Joseph Louis Wilfrid Pelletier (sometimes spelled Wilfred), (20 June 1896 - 9 April 1982) was a Canadian conductor, pianist, composer, and arts administrator. He was instrumental in establishing the Montreal Symphony Orchestra, serving as the orchestra's first artistic director and conductor from 1935 to 1941. He had a long and fruitful partnership with the Metropolitan Opera in New York City that began with his appointment as a rehearsal accompanist in 1917; ultimately working there as one of the company's conductors in mainly the French opera repertoire from 1929 to 1950. From 1951 to 1966, he was the principal conductor of the Orchestre Symphonique de Québec. He was also a featured conductor for a number of RCA Victor recordings, including an acclaimed reading of Gabriel Fauré's Requiem featuring baritone Mack Harrell and the Montreal Symphony Orchestra and chorus.

Pelletier was one of the most influential music educators in Canada during the 20th century. It was largely through his efforts that the Conservatoire de musique et d'art dramatique du Québec (CMADQ), an organization which has established and oversees nine different schools of higher education in music and theatre in Quebec, was established in 1942. From 1943 through 1961 he served as the director of the CMADQ and its first school the Conservatoire de musique du Québec à Montréal. He also served as the first director of the CMDAQ's second school, the Conservatoire de musique du Québec à Québec, from 1944 to 1946, and was instrumental in establishing the Conservatoire d'art dramatique du Québec à Montréal in 1954.

As a pianist, Pelletier was active during the 1920s and 1930s as one half of a piano duo with partner Arthur Loesser, the half-brother of Broadway composer Frank Loesser. The two made a number of recordings together that were made under the direction of Arthur Bodanzky. He also made a number of solo recordings and Ampico piano rolls in the early 1920s, playing mostly piano reductions from the operas of French composers like Georges Bizet, Charles Gounod, and Jules Massenet. As a composer, he produced only a small body of work, most notably In the Dark, in the Dew (published in Boston, 1923) which soprano Maria Jeritza included in a number of her recitals. He was married three times in his life, notably to opera singers Queena Mario and Rose Bampton.

==Early life and career in Canada==
Born in Montreal, Pelletier was the son of a baker who in his spare time performed actively as an amateur musician and conducted a community concert band. At the age of 8 he began to study music with Ida Héraly, the wife of clarinetist and bandmaster François Héraly, who taught him piano, music theory, and solfège up through 1914. His older brother Albert taught him to play percussion instruments and at the age of 12 he began playing the drums with the St-Pierre-Apôtre parish temperance band in concerts at a local movie theatre.

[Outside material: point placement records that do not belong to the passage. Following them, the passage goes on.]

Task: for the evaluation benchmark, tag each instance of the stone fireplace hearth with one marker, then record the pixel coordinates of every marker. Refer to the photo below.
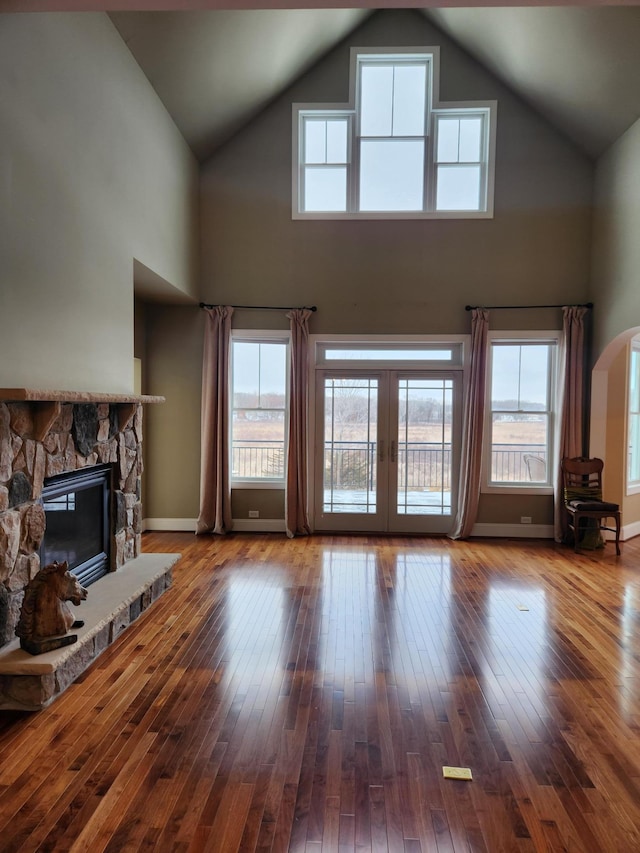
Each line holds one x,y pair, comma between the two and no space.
44,434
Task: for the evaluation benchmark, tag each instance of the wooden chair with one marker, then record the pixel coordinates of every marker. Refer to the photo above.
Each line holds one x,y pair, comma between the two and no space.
582,481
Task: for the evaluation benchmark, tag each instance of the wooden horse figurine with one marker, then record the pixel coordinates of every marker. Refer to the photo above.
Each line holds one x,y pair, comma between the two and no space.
46,617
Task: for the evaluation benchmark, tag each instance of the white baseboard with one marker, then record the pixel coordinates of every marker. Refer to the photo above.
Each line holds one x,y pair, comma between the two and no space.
628,531
179,524
258,525
514,531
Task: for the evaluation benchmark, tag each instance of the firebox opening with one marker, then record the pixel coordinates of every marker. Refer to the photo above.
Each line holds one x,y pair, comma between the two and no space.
78,521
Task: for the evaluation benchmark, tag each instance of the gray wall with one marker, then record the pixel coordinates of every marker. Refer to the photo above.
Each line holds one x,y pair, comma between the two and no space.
405,276
93,174
616,251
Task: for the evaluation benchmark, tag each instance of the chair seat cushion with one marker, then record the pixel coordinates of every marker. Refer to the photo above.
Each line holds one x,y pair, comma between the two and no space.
593,506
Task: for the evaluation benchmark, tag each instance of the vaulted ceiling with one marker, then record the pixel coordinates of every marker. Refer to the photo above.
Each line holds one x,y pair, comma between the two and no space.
215,69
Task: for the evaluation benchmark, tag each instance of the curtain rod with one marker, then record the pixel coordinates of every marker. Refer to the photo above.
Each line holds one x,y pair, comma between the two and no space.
261,307
501,307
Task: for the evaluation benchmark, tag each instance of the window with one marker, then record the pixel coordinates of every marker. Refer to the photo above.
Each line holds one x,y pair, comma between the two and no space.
258,410
394,150
520,415
633,457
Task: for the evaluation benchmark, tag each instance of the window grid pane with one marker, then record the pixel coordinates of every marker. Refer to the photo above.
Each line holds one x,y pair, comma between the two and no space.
393,98
520,414
258,416
391,174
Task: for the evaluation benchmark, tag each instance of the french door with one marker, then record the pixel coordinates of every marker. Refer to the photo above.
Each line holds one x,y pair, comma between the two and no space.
387,455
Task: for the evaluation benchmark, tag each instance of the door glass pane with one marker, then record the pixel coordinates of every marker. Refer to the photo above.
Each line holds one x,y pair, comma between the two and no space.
425,409
350,445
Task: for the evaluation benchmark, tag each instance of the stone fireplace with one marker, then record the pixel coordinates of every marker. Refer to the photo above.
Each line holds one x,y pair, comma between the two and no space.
47,434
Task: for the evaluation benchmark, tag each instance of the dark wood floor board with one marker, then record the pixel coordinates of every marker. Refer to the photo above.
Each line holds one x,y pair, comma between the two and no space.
294,695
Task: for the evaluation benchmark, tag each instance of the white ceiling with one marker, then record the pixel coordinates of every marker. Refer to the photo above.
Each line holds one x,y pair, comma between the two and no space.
215,69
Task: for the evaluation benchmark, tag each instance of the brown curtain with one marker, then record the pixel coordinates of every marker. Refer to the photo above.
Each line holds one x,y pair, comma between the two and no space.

In 1910, at the age of 14, Pelletier had his first exposure to opera, a performance of Ambroise Thomas's Mignon at His Majesty's Theatre, Montreal. The performance absolutely enthralled him and he decided that night that he wanted to pursue a career conducting operas. While attempting to find work in the field of opera he took a position as the pianist for the orchestra of the National Theatre in Montreal. In the summer of 1911 he was hired by Henri Delcellier as the rehearsal pianist with the Montreal Opera Company (MOC), remaining there until the company went bankrupt in 1913. While working for the company he married his first wife Berthe Jeannotte, the sister of tenor Albert Clerk-Jeannotte.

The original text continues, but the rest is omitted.